Kota telah berhenti bernyanyi,
dicurinya tawa dari saku kanan ke saku kiri.
Tak ada lagi keriangan anak-anak kecil di taman-taman kota.
Taman sejuta kata, tempat orang-orang
merenungi hari-hari akhir sebelum kematiannya,
meninggalkan nasib pada lampu dan bangku-bangkunya.
Si bapak sibuk dengan cara lama,
mencari suara untuk naik takhta,
lupa membangun kota dan perdaban.
Kota kita telah kehilangan nyawa,
ditariknya bibir-bibir itu ke dalam
kubangan penuh intrik dan tawa sinis.
Hilangnya kuasa rakyat pada penguasa
yang mengaku tak mampu membeli sebatang rokok
tapi saku celana terus saja sobek.
Kota telah berubah,
dan sajak-sajak pelipur lara
telah bersemayam pada dinding warna-warni penuh luka.

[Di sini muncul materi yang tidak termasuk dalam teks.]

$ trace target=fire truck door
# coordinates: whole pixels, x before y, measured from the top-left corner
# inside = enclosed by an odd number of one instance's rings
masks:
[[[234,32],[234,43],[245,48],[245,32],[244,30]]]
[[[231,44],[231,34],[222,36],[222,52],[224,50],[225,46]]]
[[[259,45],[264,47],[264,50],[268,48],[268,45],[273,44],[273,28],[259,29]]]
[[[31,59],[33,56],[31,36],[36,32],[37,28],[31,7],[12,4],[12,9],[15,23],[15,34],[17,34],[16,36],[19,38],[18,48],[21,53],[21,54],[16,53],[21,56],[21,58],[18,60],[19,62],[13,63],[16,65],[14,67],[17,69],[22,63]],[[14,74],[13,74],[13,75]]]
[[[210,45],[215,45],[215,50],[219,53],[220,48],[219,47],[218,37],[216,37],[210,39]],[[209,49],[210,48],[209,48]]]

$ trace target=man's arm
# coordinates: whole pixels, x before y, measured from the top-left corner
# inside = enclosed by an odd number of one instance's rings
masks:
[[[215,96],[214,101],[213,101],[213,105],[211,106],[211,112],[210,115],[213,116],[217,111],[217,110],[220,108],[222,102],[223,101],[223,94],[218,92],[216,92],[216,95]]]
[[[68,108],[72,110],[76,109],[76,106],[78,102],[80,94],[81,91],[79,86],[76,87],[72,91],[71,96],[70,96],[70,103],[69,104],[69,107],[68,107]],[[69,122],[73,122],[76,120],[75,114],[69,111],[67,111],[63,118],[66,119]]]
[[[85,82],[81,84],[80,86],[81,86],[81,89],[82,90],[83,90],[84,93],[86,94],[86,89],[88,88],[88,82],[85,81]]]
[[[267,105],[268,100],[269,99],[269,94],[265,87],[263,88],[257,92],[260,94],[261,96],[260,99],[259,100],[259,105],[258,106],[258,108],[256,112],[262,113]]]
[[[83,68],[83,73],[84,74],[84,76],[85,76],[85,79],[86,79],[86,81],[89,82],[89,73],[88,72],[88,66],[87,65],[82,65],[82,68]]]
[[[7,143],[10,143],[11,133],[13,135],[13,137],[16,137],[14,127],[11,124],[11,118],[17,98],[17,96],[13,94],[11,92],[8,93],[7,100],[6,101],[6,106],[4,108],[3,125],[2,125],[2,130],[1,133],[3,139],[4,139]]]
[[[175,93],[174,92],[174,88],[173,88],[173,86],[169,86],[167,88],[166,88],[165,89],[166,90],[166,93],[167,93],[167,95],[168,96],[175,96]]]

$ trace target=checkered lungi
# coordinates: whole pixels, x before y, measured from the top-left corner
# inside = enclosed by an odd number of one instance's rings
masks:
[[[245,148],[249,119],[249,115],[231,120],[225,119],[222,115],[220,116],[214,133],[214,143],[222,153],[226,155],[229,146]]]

Membangun kota atau bahkan negara,
bukan berarti membangun fisiknya.
Tapi membangun pikiran manusia yang ada di dalamnya.

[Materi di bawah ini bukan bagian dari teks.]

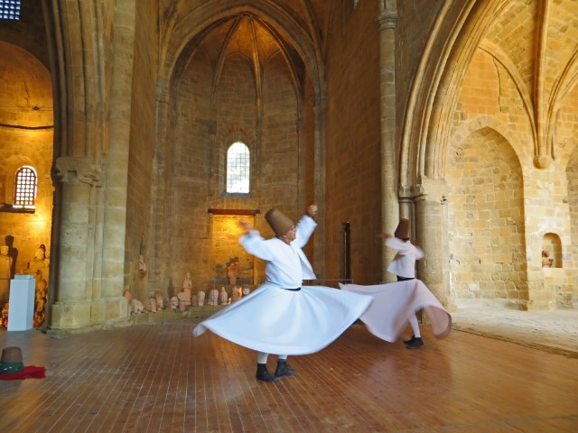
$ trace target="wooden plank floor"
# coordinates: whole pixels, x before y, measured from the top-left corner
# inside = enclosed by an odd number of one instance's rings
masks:
[[[406,350],[356,324],[265,383],[254,352],[193,326],[1,332],[47,377],[0,381],[0,432],[578,431],[577,358],[427,325]]]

Aku tidak mencintai apa-apa dari kota ini,
aku hanya sibuk menyayangi kata-kata.
Meninggalkan kenangan di tiap lampu jalan.
Lalu kota telah berhenti bernyanyi,
hanya ada tukang becak, pedagang asongan,
dan manusia-manusia gila penghuni balai kota.
Selamat malam, kota yang asing di pikiranku,
tempat pengasingan paling sedih.
Tempat dimana aku kehilangan diriku sendiri.